FFSB - General Introduction
---------------------------

The readblocksize is the size of each block read during each
read() transaction. If the readblocksize is the same as the readsize, 
than each read transaction involves a single read() system call.
This benchmark simulates an environment where (potentially) many threads
read from different files (with a random offset) in a file system. 

If the readblocksize is less than the readsize, than in each read() 
transaction, the benchmark repeatedly reads in blocks of readblocksize 
until the total readsize has been reached. The benchmark seeks forward 
readseeksize in between each block read. Setting the readseeksize to a 
value greater than 0 allows to examine the system's seek behavior, as the 
seek operation will break the read-ahead mechanism. Setting the seek size 
to 0 allows benchmarking sequential read operations.

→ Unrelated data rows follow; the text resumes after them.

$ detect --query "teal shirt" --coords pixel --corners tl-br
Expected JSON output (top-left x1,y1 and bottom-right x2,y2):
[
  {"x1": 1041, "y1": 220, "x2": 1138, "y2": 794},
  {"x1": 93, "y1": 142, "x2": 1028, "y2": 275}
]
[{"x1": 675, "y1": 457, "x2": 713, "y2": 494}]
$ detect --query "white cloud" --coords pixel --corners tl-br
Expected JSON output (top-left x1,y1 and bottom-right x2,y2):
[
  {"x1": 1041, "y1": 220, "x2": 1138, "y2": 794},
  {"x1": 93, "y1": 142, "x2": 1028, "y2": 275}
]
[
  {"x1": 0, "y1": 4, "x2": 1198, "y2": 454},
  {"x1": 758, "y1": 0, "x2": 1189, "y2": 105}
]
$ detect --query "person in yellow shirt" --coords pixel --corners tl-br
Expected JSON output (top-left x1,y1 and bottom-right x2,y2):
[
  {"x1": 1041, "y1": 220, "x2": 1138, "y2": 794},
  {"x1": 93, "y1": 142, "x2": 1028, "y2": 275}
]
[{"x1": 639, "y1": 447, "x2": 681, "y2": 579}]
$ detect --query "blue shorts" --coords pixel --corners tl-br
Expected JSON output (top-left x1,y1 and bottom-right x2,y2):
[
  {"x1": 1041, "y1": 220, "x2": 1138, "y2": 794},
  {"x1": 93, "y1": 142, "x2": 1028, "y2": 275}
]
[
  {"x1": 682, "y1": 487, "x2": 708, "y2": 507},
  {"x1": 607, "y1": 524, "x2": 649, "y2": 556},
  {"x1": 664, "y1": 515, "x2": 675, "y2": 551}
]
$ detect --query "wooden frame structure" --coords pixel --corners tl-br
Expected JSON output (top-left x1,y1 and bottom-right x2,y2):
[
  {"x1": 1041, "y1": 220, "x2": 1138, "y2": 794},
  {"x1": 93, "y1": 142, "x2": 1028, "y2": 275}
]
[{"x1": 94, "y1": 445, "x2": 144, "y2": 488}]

Hence, the readsize is the total number of bytes read (in each read
transaction). If readblocksize is smaller than the readsize, the benchmark 
will split the read transaction into multiple requests to the read() system 
call. In each transaction, each read() call reads readblocksize bytes, and 
potentially seeks forward readseeksize bytes. This behavior repeats until 
the total readsize has been reached. 


Read and Write Behavior - Examples:
-----------------------------------

Assuming that the readsize and the readblocksize are the same, and
assuming that the number of transactions is set to 100, the benchmark will 
consist of 100 transactions where each read() transaction will read readsize 
from different files with a random offset.

Assuming the readsize is set to 400KB, the readblocksize is set to 4KB, the
seeksize is set to 0, plus the number of transactions is set to 100, This 
scenario will result into the benchmark reading from the same file 100 times 
(400KB/4KB) sequentially, and than to choose another file and do it all over 
again, until we hit the 100 transaction limit.
 
Assuming the readsize is set to 400KB, the readblocksize is set to 4KB, the
seeksize is set to 4KB, plus the number of transactions is set to 100, This 
scenario results into executing the read-seek operation 100 times on the same 
file. This is because the seeksize does not count against the 400KB that 
the benchmark has to read. Hence, at the end of the benchmark the read-write 
offset will be at 800KB, and not 400KB. The benchmark will execute
this scenario 100 times (transaction = 100) on different files.

The write benchmark is a bit different though (append to a file BM) .....
The goal of this benchmark is to analyze the efficiency of the I/O subsystem 
and not the cache per se. Hence, setting the writesize to 128KB & the number 
of transactions to 100, results into writing 100 * 128KB to different files 
in the file system. The ramification is that all the benchmarks available 
today do not take this behavior into consideration & only operate on a basis 
where the write to file behavior is 1:1 or n:n. The argument made is that real 
applications operate on basis where the write operations go from different 
threads to different files in the file system (a n:m ratio). If larger updates 
to a file are necessary, the benchmark allows specifying a large writesize.  

Please see the README file for more information & see the using.xyz files 
(different formats) for an explanation of all the parameters

Sequential Write Operations
---------------------------

To simulate sequential write opertions, do the following:

1) set the maxfilesize equal to the minfilesize
   -> this governes the maximum write size (the total write size per thread)
2) chose an appropriate write size (size per write operation)
   -> the maximum write size will be reached in these chunks   
3) specify a createweight (not a writeweight, as write means append in ffsb)
   -> simply set the flag to 1 and all the other opertion flags to 0
      to benchmark sequential write operations in a vacum
4) run ffsp


Direct I/O
----------

Direct I/O is now supported in a Linux environment. Please use the 
Makefile.dio to compile o Linux 2.4 and Linux 2.6.